それに、笑顔を顔に浮かべてはいるものの、松田元の眼も言葉も真剣そのものだった。
(でも、野村さんの事は…あくまで『映像』の中の事だし…もしかしたら…)
福井の言ったその僅かな可能性を木村が信じたかったのも事実だが。

肯定も否定もせずに
松田元はそれも想定内だと言わんばかりに福井を無視して
唐突にうちの前監督、山本浩二の現役時代の美談を話し出した。

「うちの前監督の現役時代の事を君たちは知ってるかな?」

「山本さんはとても素晴らしいプレーヤーだった
 野球を勝負と割り切ったその思い切りに溢れるプレーは見るものを皆魅了していた。
 何より彼はチームプレー、クレバーなプレーというものを知っていた。
 勝利の為ならバントだってなんだって、立派にやってのけた。
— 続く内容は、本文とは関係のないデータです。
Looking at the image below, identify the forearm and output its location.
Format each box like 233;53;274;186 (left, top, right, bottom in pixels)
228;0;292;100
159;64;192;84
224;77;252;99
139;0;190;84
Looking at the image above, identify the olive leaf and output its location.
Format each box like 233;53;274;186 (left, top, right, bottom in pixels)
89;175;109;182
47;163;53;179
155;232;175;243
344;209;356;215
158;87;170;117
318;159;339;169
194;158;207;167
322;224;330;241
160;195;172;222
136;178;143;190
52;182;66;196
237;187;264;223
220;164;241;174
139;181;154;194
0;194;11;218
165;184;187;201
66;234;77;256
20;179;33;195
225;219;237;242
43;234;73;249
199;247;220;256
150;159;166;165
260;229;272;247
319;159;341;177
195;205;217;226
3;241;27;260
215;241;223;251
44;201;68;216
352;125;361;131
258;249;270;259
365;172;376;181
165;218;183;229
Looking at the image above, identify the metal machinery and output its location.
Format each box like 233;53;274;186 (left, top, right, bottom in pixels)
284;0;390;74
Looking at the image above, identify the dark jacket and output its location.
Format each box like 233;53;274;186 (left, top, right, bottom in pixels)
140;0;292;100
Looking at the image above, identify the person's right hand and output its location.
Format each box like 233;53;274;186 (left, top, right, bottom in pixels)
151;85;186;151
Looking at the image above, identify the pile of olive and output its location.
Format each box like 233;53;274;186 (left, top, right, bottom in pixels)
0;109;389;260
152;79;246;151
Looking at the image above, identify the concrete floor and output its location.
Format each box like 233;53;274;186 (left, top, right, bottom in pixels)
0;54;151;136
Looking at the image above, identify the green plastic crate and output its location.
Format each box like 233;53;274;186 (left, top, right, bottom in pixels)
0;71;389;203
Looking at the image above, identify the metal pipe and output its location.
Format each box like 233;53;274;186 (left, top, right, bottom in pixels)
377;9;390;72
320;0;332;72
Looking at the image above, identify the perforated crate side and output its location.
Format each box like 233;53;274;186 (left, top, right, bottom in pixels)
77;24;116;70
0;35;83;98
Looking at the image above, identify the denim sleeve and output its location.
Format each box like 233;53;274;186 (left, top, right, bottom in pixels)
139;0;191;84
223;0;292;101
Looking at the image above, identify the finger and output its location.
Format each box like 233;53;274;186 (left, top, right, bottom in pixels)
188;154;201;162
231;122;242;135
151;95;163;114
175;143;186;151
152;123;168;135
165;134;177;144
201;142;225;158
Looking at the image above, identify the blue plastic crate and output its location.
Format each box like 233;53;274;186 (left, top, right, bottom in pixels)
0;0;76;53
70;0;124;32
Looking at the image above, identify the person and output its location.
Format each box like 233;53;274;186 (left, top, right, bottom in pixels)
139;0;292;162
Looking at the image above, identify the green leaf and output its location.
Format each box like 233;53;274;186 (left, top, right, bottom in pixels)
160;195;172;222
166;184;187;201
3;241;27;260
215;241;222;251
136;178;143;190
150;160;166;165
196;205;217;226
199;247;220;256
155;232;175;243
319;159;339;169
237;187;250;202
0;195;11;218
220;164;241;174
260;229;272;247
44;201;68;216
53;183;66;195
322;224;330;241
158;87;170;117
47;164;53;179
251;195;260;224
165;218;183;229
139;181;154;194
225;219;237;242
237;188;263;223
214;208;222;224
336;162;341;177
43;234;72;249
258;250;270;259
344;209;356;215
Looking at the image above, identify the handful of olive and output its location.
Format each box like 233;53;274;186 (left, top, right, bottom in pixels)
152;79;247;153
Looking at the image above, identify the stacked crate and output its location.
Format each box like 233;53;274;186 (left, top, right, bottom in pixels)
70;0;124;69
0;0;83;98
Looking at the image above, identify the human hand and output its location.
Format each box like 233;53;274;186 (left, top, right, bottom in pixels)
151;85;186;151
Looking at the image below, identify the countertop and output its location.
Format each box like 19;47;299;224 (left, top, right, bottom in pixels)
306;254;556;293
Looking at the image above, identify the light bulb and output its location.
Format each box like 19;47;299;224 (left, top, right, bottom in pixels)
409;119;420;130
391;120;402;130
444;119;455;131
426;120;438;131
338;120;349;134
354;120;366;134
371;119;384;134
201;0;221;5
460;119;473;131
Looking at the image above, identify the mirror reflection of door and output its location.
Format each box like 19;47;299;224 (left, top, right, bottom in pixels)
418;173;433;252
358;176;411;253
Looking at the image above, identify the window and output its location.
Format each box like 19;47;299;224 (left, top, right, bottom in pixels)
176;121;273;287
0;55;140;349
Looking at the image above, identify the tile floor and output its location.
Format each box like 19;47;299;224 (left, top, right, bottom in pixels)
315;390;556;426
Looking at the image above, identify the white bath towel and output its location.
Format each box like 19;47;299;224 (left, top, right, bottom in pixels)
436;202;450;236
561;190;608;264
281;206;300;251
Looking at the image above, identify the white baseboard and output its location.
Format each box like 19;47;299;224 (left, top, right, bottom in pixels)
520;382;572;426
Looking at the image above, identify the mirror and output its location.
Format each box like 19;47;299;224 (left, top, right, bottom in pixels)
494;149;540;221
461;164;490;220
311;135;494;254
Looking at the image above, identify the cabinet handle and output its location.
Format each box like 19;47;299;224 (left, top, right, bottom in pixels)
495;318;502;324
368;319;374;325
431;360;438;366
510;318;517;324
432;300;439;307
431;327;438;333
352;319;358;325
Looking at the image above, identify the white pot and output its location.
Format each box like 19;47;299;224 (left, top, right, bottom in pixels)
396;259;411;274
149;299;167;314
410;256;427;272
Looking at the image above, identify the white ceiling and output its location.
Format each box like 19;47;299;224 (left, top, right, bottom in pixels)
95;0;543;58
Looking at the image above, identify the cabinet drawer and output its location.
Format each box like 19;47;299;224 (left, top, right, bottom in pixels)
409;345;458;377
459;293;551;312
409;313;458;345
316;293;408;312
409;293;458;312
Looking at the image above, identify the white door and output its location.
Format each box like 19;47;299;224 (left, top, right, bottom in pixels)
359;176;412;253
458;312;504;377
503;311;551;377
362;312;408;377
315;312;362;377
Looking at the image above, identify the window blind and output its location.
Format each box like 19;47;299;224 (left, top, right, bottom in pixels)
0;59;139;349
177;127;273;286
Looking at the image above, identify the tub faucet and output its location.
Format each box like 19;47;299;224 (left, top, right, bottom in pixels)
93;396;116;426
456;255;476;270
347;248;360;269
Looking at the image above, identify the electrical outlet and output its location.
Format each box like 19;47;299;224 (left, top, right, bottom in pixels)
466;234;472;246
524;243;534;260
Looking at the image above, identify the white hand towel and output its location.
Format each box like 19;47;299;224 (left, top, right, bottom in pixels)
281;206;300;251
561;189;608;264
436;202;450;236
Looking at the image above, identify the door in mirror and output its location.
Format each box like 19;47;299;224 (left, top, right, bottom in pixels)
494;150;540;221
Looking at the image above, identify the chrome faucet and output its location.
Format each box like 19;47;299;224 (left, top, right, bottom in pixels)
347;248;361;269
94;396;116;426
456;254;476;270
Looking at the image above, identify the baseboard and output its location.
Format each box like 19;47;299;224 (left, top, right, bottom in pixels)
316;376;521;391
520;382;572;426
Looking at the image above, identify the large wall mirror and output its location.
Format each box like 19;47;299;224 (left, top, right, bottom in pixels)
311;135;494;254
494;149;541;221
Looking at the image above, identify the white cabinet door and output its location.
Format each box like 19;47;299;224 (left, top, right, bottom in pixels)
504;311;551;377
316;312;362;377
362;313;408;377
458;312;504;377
」

遠くを見るように目を細めて、夢見るように松田元は言葉を紡いだ。

「監督としては能力不足だったようだが、そう、彼はプレーヤーとしてなら最高の人物だったよ」
それだけに残念だったなぁ、彼も先程見せた野村君同様バトルロワイアルに最後まで反対していてね」
現役時代同様クレバーな判断を期待したんだが…
彼のお陰で少々厄介な事になった、ゆえに

そこでいったん言葉を止めて、今までの夢見るような顔つきから
何を考えているのかわからない薄ら寒い笑顔を浮かべた表情に戻ると。

「このゲーム遂行にあたって邪魔な存在、と僕は判断したんだ」

松田元が手を一回叩くと、教室の扉からは、松田元同様黒スーツに身を包んだ
プロ野球選手の自分から見ても体つきのいいと思える見知らぬ男たちが
何かを乗せた担架を運んできた

こいつらは誰だ?そう思うまもなく
目の前に広がった惨状に今度こそ木村は両手で目を覆う事となった。

(全部これはすべて現実なんだ、これから先に起こるだろうことも全部全部)

暗にそう言われた気がした、打ちのめされた様な気がした
野村の場合とは違い今度こそ等身大の現実。
その担架の上には、話の渦中の人物が変わり果てた姿でそこにその存在を主張していた。